Esta es la ventana a la que me asomo cada día. Este es el alfeizar donde me apoyo para ver la ciudad, para disfrutarla, para sentirla, para amarla. Este es mi mirador desde el que pongo mi voz para destacar mis opiniones sobre los problemas de esta Sevilla nuestra
Fue un fenómeno emergente en los principios de los años ochenta, del pasado siglo. El origen, al menos que yo recuerde, un grupo de cofrades, que solían reunirse en emblemático espacio del bar Azahar, un reducto y recoleto figón cuyas paredes fueron cubriéndose de cuadros con imágenes sagradas y fotografías que los parroquianos llevaban con el preclaro fin de obtener un protagonismo en lo que ya se adivinaba como el preludio del movimiento cofrade que floreció y engrandeció las hermandades en estos años. Una idea que nació con inocencia y humildad y que fue degenerando porque quienes se iban engrosando la nómina de frecuentes lo hacían con la pretensión de adquirir notoriedad que no obtenían en sus cofradías, a saber también por qué razones. Vamos, en la línea de este vanguardismo egocéntrico en el que nuestra ciudad ocupa el primer lugar del ranking mundial.
Los contubernios entre los participantes, al amparo de una cerveza y de una ración de pescaíto frito –mucha pescada y el adobo que no faltase- y acodados en la barra, con la indiferencia reflejada en el semblante, esa que se adquiere cuando se pretende alguna relevancia que ocultan con la falsa humildad del “yo sólo estoy aquí para lo que ustedes manden” o “yo con trabajar tengo bastante” incluso “yo no quiero figurar para nada”, dieron paso a la institucionalización de aquellas improvisadas tertulias sobre cofradías y en consecuencia finiquitaron, para ellos claro, el sentido de aquellas tertulias en las que se improvisaba todo, incluso la reunión no concertada y sí espontánea que la casualidad –y la causalidad en muchas ocasiones- disponía.

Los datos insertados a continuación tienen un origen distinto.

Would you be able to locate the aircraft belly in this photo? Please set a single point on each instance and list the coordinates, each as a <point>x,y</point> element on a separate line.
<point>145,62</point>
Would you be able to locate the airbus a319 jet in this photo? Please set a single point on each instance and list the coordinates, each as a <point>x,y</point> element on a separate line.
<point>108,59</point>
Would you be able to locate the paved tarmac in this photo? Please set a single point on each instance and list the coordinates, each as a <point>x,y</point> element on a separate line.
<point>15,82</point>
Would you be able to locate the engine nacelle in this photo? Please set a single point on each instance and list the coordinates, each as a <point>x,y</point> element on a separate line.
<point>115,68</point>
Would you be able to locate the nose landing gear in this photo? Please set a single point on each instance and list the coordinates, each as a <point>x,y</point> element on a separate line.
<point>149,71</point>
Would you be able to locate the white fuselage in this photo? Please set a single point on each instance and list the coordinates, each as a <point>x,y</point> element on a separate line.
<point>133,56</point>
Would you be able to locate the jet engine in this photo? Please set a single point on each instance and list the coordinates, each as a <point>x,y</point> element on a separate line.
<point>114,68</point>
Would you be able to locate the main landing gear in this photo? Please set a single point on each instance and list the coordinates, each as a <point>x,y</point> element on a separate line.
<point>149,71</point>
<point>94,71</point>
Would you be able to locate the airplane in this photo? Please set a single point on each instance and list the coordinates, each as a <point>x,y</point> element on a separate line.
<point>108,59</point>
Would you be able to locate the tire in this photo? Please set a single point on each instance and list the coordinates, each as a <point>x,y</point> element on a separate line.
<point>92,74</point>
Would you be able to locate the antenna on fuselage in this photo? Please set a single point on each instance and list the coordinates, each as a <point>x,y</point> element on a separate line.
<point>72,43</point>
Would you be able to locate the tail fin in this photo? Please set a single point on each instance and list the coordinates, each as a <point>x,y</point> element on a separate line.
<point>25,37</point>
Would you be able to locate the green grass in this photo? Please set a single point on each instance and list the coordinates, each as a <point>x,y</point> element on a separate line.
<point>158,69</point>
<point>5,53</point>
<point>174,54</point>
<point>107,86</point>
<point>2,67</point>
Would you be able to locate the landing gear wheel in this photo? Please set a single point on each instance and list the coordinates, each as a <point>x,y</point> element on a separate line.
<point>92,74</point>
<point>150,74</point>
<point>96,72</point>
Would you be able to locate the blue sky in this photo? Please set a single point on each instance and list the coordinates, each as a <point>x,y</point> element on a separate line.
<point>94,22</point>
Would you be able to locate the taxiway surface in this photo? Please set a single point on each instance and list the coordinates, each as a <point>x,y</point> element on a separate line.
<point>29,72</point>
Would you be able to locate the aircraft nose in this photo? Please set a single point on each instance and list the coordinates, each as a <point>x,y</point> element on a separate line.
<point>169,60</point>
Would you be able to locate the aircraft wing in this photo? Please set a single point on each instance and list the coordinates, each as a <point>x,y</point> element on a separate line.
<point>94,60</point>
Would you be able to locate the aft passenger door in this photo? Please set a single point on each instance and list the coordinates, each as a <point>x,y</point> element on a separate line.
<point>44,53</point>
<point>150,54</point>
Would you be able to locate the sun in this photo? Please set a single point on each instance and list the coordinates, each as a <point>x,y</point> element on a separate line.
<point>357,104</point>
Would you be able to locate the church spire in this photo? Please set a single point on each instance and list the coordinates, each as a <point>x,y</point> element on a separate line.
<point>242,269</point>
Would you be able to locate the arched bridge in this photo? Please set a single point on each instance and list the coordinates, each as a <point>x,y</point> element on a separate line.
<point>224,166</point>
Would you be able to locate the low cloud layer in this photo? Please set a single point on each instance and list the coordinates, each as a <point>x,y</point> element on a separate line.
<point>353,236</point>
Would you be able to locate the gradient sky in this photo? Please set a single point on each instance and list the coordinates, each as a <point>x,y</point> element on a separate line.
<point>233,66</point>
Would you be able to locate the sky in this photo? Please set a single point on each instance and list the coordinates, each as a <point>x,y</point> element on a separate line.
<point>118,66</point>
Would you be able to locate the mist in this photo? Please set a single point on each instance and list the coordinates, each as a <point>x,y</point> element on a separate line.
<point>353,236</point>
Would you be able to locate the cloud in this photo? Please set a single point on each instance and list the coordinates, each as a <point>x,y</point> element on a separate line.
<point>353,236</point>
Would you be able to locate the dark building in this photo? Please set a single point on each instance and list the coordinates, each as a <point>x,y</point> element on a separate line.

Perdieron la naturalidad y la gracia de aquéllas e instauraron cuotas, al modo y semejanza de las hermandades, algunas con sus sedes canónicas lindando con la taberna, montadas ex profeso y al calor de los cofrades que acudían a los cultos o simplemente se acercaban para el rezo y encuentro diario. Algunos incluso encontraron en estas asociaciones, inscritas en el registro de la Junta de Andalucía y con estatutos propios que regularizaban e incluso penalizaban ciertas actitudes y comportamientos, una catapulta para alcanzar puestos en la Junta de Gobierno de la Hermandad de su vida. Se llegaron a celebrar hasta encuentros de Tertulias Cofrades, con la participación de celebérrimos conferenciantes pertenecientes al mundo de las Hermandades, y en honor de la verdad, en el aspecto cultural, sus actos alcanzaron hasta cierta relevancia. Se crearon premios –algunos de ellos siguen manteniéndose porque los componentes de estas asociaciones se han mantenido al margen de la polémica y la notoriedad- con los que se distinguía a una institución o persona por su entrega y dedicación a las hermandades o a cuanto las rodean.
Con el tiempo, filtro inalterable de las conductas y comportamientos humanos, fueron diluyéndose en su propia flaqueza, en la inconsistencia de sus propósitos, y una vez que muchos vieron que las hermandades, esas instituciones al servicio de Dios que llevan siglos perviviendo de su espiritualidad y el esfuerzo, sacrificio y entrega verdadera de sus componentes, no podrían alcanzarlos con la superficialidad y nula disposición a sufrimiento y la dedicación anónima.
Aún hoy quedan algunas –muy pocas- fieles a sus propósitos y aquel espíritu de fraterna “combevencia”, que en la década de los ochenta surgió en San Julián, con la creación de la tertulia Azahar, que mi amigo Antonio Ballesteros, al que la Virgen de la Hiniesta tiene como fiel escudero en su Reino, que me dio a conocer, posibilite la mantención de aquellos gloriosos ideales, que algunos han conseguido, desacreditándose ellos mismos, desvirtuar y destruir.